Concluding Remarks: When we consider the critical roles analytical method development, qualification, and validation play in the biopharmaceutical industry, the importance of a well-designed strategy for the myriad analytical activities involved in the development and commercial production of biotech products becomes evident. Our analytical life-cycle strategy provides a framework and can be viewed as a modular design encompassing distinct activities with deliverables that cover the entire product development life-cycle. Because of this modular design, the significant workload inherent in these various activities can be divided among different parts of a corporate organization.

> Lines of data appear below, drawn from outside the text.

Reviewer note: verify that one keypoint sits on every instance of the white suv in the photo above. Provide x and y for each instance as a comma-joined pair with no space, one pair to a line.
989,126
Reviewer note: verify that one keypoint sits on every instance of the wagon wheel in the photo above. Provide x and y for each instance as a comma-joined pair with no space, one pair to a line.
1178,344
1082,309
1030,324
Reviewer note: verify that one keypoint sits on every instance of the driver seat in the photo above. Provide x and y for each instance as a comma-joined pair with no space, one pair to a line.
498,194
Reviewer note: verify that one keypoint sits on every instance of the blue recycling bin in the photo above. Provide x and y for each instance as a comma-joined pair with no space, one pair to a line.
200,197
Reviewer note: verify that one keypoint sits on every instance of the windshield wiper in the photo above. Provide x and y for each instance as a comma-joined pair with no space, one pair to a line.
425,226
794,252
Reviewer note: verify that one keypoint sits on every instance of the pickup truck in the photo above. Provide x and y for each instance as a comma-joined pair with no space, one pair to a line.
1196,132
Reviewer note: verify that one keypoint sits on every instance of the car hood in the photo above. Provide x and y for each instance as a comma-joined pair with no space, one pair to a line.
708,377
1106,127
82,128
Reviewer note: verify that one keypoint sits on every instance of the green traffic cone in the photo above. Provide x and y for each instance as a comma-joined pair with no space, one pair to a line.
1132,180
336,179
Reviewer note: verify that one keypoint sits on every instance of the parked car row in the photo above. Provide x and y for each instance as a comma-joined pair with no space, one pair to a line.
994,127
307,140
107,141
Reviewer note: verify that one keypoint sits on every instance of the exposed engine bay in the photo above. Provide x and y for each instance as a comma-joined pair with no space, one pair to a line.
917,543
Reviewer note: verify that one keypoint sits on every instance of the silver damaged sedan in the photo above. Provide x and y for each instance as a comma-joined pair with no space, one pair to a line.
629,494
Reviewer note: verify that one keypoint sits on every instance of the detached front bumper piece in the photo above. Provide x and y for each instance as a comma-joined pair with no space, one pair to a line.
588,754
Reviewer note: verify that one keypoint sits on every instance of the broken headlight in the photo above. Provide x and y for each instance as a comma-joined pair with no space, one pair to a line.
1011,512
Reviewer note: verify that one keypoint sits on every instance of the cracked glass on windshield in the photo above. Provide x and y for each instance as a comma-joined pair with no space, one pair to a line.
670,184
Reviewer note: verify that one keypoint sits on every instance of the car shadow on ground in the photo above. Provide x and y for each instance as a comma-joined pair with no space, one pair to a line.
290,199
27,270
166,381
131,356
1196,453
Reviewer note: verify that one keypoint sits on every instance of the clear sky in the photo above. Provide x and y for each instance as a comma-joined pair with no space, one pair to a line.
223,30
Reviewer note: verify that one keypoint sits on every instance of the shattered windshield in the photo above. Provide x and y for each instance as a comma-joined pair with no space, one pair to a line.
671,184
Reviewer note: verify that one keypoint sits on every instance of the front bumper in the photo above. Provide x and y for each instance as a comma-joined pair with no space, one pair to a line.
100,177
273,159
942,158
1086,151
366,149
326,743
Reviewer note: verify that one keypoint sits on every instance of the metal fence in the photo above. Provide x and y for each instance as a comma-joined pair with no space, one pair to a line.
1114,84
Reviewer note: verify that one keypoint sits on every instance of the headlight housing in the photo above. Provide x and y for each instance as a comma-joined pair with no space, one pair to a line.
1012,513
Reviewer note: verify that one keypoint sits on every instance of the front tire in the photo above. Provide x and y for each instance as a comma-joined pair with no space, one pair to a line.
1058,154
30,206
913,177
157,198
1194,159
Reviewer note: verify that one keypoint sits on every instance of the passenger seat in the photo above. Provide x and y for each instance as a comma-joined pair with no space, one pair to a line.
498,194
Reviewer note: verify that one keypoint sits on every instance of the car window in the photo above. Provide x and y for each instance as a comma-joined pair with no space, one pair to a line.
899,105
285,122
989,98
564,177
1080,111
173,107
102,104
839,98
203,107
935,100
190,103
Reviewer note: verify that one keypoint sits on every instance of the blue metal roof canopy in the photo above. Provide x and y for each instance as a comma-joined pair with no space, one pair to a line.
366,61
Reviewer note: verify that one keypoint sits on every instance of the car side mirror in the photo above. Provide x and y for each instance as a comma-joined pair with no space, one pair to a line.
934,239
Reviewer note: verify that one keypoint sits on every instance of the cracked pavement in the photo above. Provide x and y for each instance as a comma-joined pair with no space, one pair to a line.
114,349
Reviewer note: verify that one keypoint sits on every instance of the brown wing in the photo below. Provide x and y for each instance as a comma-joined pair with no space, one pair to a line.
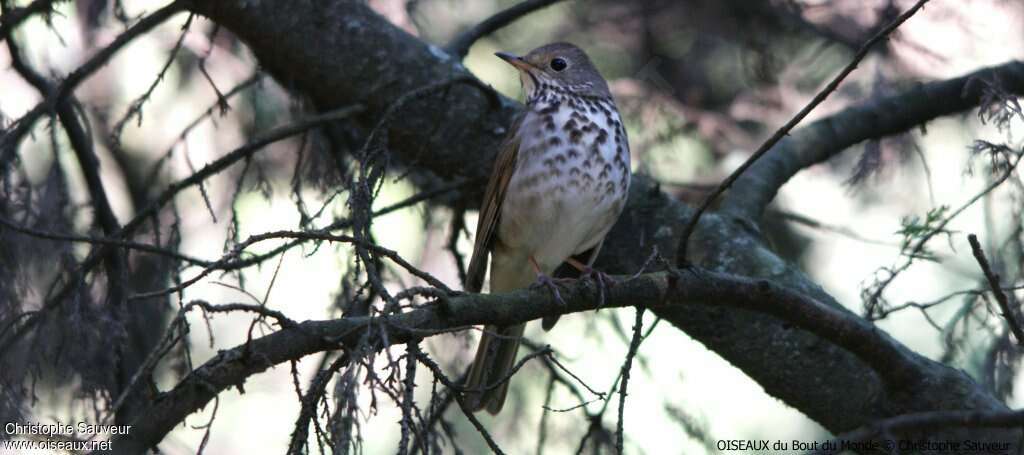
491,208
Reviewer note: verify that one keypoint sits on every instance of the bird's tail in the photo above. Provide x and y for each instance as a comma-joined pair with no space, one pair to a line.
487,382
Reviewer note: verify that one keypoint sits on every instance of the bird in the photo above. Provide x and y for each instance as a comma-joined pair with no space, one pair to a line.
558,184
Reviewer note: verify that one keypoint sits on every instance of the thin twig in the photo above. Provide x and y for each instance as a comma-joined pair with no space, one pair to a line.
634,345
461,44
993,282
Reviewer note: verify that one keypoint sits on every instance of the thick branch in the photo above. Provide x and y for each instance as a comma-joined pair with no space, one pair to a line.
361,57
461,44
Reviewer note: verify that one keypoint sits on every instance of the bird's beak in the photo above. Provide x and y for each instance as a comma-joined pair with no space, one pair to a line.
514,60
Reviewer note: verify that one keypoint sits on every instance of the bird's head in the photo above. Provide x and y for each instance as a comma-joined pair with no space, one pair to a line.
558,65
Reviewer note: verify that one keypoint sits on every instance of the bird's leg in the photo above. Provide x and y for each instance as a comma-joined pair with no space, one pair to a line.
545,281
601,279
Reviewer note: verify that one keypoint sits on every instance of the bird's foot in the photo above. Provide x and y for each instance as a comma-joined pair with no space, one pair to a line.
544,281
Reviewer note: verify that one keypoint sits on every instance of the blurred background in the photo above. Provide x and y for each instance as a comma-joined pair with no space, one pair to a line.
700,83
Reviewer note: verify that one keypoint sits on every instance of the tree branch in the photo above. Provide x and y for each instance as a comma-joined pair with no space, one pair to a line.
993,282
768,145
367,334
461,44
873,119
456,134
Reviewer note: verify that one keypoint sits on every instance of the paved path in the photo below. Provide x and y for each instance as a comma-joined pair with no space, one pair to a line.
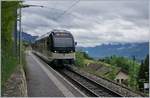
43,81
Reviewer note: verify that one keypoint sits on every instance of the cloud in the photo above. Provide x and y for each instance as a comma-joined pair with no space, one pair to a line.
91,22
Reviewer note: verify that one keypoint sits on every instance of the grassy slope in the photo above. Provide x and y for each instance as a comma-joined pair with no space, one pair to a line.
9,60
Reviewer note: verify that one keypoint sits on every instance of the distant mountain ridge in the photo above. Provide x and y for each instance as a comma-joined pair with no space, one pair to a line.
139,50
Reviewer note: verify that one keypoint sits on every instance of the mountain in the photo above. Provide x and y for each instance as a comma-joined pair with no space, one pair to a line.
139,50
28,38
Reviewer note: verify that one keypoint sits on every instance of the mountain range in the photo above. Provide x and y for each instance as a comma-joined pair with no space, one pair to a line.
139,50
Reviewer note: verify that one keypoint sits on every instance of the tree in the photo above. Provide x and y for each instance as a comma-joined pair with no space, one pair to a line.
143,75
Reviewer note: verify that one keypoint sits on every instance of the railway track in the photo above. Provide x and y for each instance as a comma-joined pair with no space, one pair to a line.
88,86
93,88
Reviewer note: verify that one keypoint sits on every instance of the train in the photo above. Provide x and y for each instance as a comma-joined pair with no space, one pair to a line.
56,47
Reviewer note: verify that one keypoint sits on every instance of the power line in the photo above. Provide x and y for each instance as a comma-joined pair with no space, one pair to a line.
67,9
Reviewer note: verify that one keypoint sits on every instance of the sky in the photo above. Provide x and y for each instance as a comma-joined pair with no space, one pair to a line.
92,22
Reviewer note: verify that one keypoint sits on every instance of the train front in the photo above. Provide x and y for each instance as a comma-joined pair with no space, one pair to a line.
63,46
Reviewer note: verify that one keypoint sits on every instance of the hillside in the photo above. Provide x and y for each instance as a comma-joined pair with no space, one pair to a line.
28,38
139,50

Thus, multiple design scenarios can be envisioned in which analytical activities can be carried out in by research, development and/or quality groups, with no single design model of the “right” way to go about those activities. It is therefore possible to fulfill these needs in most if not all organizational designs throughout the industry. Finally, organizing the work this way provides a scaleable approach to developing multiple product candidates simultaneously, with iterative learning providing a basis for improving performance for ongoing and future projects.

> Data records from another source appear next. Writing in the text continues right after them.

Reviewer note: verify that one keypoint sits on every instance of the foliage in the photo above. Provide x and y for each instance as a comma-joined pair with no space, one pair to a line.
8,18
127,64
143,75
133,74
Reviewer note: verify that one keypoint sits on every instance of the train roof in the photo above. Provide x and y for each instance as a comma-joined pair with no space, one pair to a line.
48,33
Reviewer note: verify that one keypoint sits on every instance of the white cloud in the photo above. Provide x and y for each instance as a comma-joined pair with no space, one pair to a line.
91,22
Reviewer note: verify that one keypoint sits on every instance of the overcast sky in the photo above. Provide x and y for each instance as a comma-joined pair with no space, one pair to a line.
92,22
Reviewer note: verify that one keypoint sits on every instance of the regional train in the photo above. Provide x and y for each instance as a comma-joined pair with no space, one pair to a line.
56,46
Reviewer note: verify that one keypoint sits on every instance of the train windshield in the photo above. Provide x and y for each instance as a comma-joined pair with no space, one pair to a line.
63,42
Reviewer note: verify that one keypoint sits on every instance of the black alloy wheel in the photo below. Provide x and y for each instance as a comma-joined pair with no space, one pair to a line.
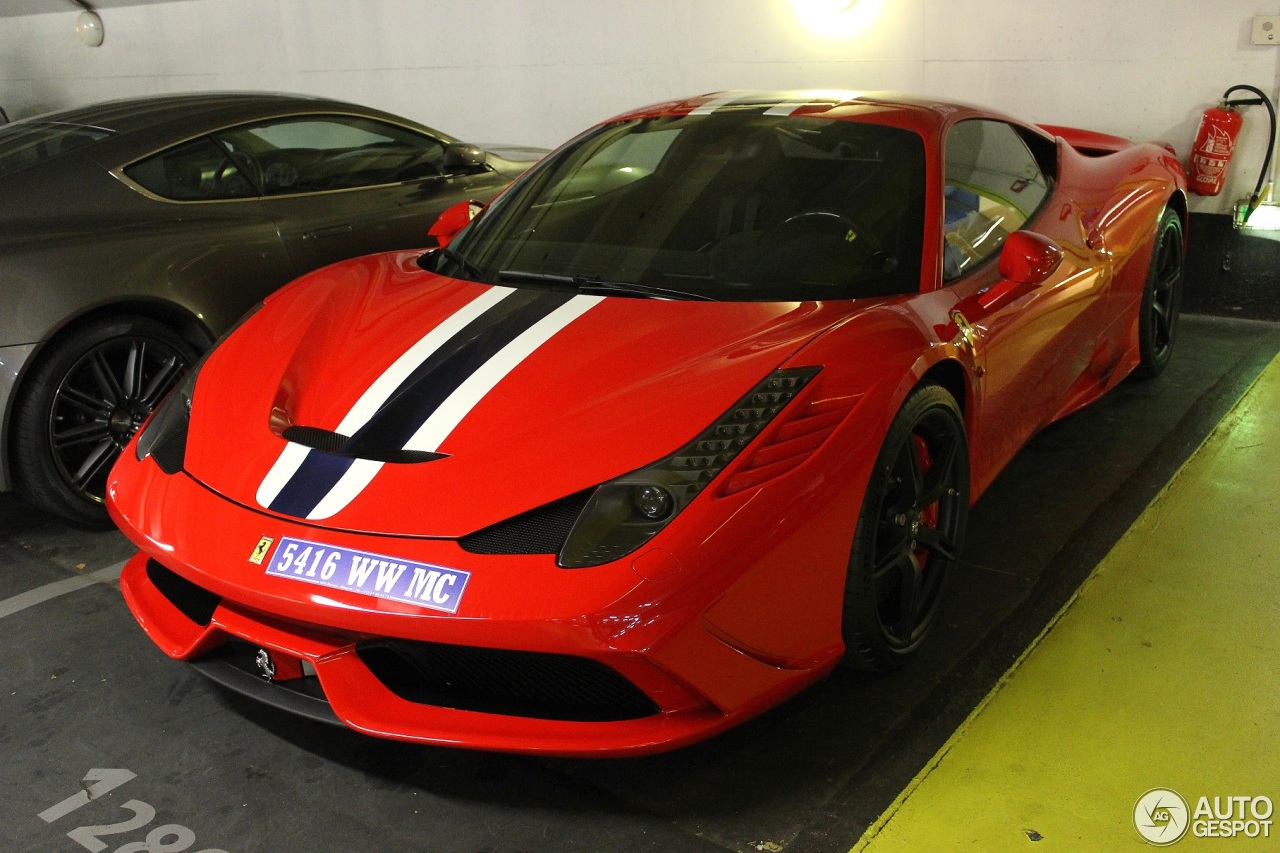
909,533
83,402
1161,299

Method qualification activities provide a strong scientific foundation during which the performance characteristics of a method can be assessed relative to preestablished target expectations. This strong scientific foundation is key to long-term high performance in a quality environment following method validation, which serves as a critical pivotal point in the product development life-cycle. As noted, method validation often serves as the point at which a quality group assumes full “ownership” of analytical activities. This contributes to operational excellence as evidenced by low method failure rates, a key expectation that must be met to guarantee organizational success. Without a strong scientific foundation provided by successful method development and qualification, it is unlikely that operational excellence can be achieved in the quality environment.

Establishment of qualification target expectations can be considered a form of quality by design (QbD) because this methodology establishes quality expectations for a method before its development is complete. Also, the analytical life-cycle we describe covers all aspects of method progression, including development, qualification, and robustness at both the early and late stages of product development, as well as method validation, which establishes that a method is suitable for the quality laboratory environment. The entire analytical life-cycle framework can, in fact, be considered as a QbD process. As analytical technologies continue to evolve, both the biotechnology industry and its governing regulatory authorities will need to continuously develop concepts and strategies to address how new technologies affect the way QbD principles inherent in the analytical life-cycle approach are applied to the development of biopharmaceutical products.